The above is mainly descriptive. The bottom line is is the music good? Were I the one asked, the answer is certainly yes. However, one must take into account personal taste, which is more of a factor with this score than most others you'll find. I sometimes find myself listening to the likes of Schoenberg, Webern, and their disciples in my free time, and I enjoy it. If that type of music is not your cup of tea and for many people, it isn't then this would be a score to pass on. Otherwise, it's quite an aural experience ... but isn't that what we've come to expect from Mychael Danna?
|by Josh Wisch
December 24, 1999
Justly enigmatic film scores march on. Blending in Irish textures for a young Irish girl as she searches for her lost love in England, there are strident effects for the presence of an unscrupulous older man she stands by. Mychael Danna explores the entanglements and employs uneasy tones to reveal the bifurcation of the relationship; his music is by turns ingratiating and acrimonious, a hybrid both tragic yet strangely enchanting.
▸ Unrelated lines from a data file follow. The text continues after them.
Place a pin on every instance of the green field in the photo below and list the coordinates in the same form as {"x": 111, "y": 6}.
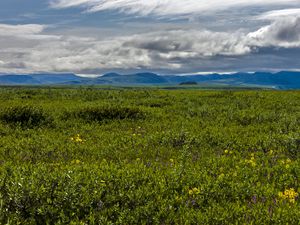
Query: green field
{"x": 149, "y": 156}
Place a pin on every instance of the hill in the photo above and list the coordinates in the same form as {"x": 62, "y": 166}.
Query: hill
{"x": 280, "y": 80}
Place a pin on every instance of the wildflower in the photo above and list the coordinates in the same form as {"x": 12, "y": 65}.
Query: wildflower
{"x": 289, "y": 195}
{"x": 271, "y": 152}
{"x": 194, "y": 191}
{"x": 77, "y": 161}
{"x": 77, "y": 139}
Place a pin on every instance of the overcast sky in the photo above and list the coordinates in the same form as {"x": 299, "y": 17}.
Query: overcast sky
{"x": 162, "y": 36}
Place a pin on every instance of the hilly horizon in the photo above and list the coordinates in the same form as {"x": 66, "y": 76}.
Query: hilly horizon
{"x": 279, "y": 80}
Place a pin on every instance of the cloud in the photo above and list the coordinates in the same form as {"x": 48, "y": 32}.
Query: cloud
{"x": 20, "y": 30}
{"x": 166, "y": 7}
{"x": 275, "y": 14}
{"x": 281, "y": 33}
{"x": 169, "y": 50}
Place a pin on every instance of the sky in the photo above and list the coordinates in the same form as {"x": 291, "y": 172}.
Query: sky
{"x": 93, "y": 37}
A few cues reserve a deceptively bright outlook, such as "The Cooking Show," the opening of "Message," and two oldies sung by Malcolm Vaughan ("The Heart of a Child" and "My Special Angel," albeit the latter distorted by a baleful recitation from actor Bob Hoskins at disc's end), but the majority are shamelessly inharmonious. Danna's introductory theme is full of sentimental string waves and flourishes, but the delicate theme recurs in "Savage Garden," then molested, stripped of its innocence and melody. This treatment is effective at first, but the composer turns it into a distracting flaw by repeating the idea often; as the music evolves, the juxtapositions are less of a dramatic device and more of a gimmick. Yet the melodious and inharmonic aspects, taken individually, are original, and definitely effective. An extract of director Atom Egoyan's concise commentary from the album booklet explains, "As he explores a spectrum of tonalities and textures, Mychael makes the journey shockingly gentle and reassuringly violent. Nothing is what it seems." This aural game of bait-and-switch, if overextended, is itself a rare filmusic device, aided by a hand skilled with tonality and atonality alike. But perhaps that is an oversimplification. The melodies are sweet, but the shock effects are sweeter. Sounding like the illegitimate son of a symphony and a trash compactor, the cacophonous tracks are so brutal and offensive that they are captivating in their power... They embody the worst kind of evil not an evil that clearly frightens, but an evil that seduces. Attractive melodies twist into a dark oblivion.
Also heard are eerie settings of appropriate Gaelic texts, carried by the beautiful voice of soprano Kate Crossan, adding to the unsettling atmosphere.
The soundtrack is not pleasant to listen to in the traditional sense. Fans of the untraditional sense may find a favorable experience. Certainly, fans of Danna will not find disappointment.